W kieleckiej Radzie Miasta potrzebna jest koalicja- uważają radni prezydenckiego klubu Porozumienie Samorządowe Wojciech Lubawski i rozpoczynają rozmowy w tej sprawie. Pierwsze odbyły się już dzisiaj. O przyszłej współpracy dyskutowano z reprezentantami Prawa i Sprawiedliwości.
Szef klubu radnych Porozumienia Samorządowego, Witold Borowiec potwierdza informacje Radia Kielce. Mówi, że utworzenie koalicji ma charakter pilny. O szczegółach na razie nie chce rozmawiać. Wiadomo jednak, że głosy Porozumienia i PiS, to za mało do zebrania stabilnej i wystarczająco licznej koalicji. Dlatego będą próby porozumienia z pozostałymi klubami poza Polskim Stronnictwem Ludowym. Tutaj, jak mówią radni prezydenta, współpraca nie jest możliwa. Tworzenie koalicji wymagać będzie zmian w komisjach.
Niewykluczone, że także na stanowiskach przewodniczących, bo do tej pory Prawo i Sprawiedliwość nie miało żadnego szefa. Wiele wskazuje na to, że stanowisko przewodniczącego komisji zdrowia może stracić Włodzimierz Wielgus z PSL. Z nieoficjalnych informacji Radia Kielce wynika, że radni związani z tą partią próbowali sondować, czy możliwe jest stworzenie silnej opozycji i odwołanie ze stanowiska przewodniczącego Rady Miasta, Tomasza Boguckiego.
Te informacje przyśpieszyły decyzję o rozpoczęciu rozmów na temat utworzenia koalicji.

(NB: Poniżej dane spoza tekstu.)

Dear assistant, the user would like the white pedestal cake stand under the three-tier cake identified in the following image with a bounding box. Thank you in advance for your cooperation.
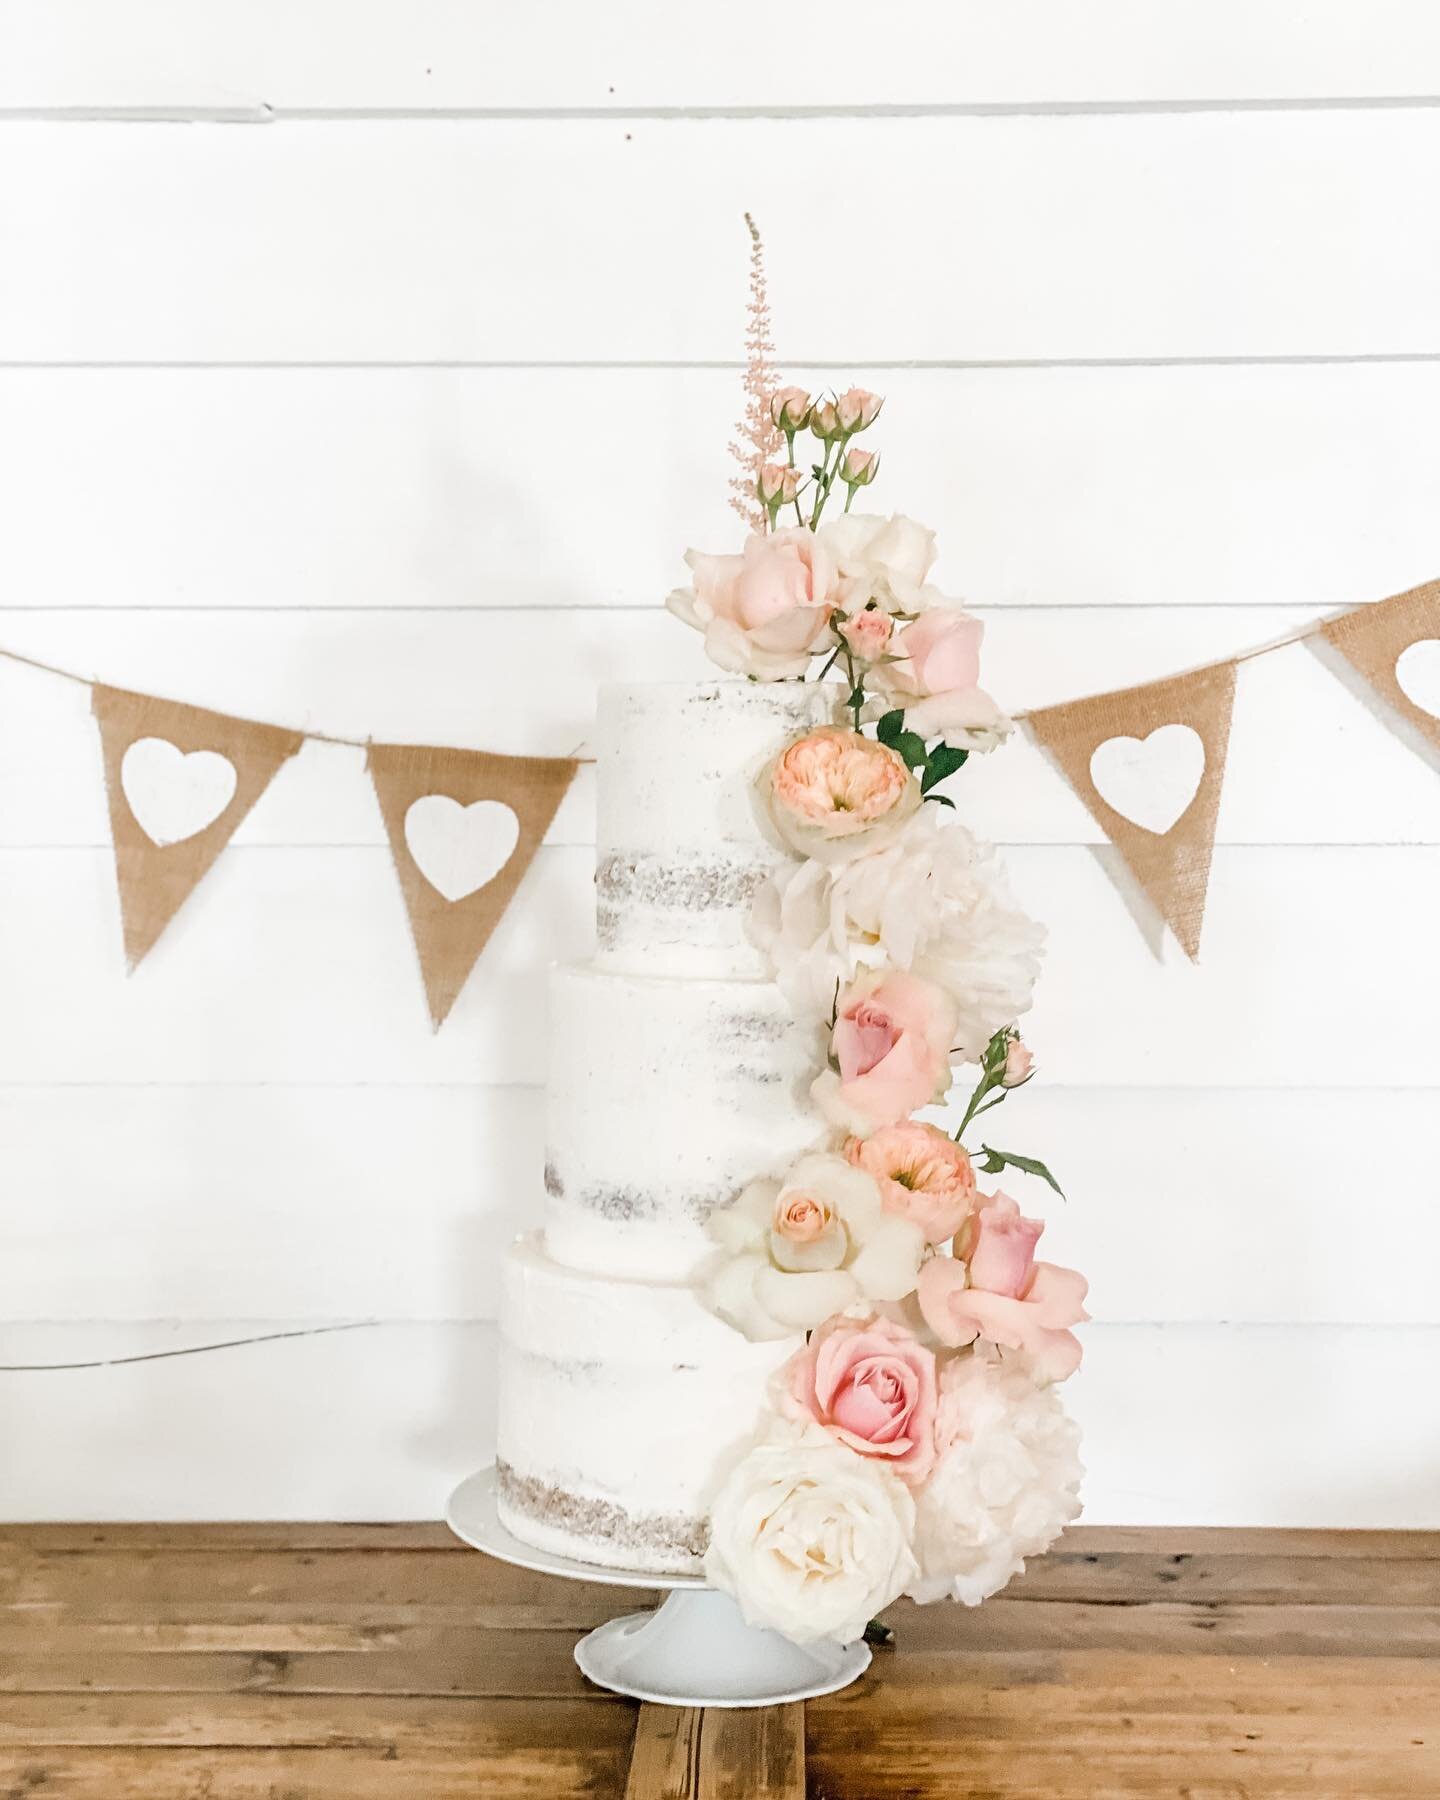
[445,1467,869,1706]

Ważnym elementem był także fakt, iż podczas ostatniej sesji Rady Miasta przepadła zaproponowana przez prezydenta Wojciecha Lubawskiego uchwała, mówiąca o podwyżce podatków dla przedsiębiorców. Wcześniej władze miasta miały problemy z przeforsowaniem uchwał dotyczących m.in. sprzedaży szpitala miejskiego oraz uchwalenia planu zagospodarowania dla Ostrej Górki.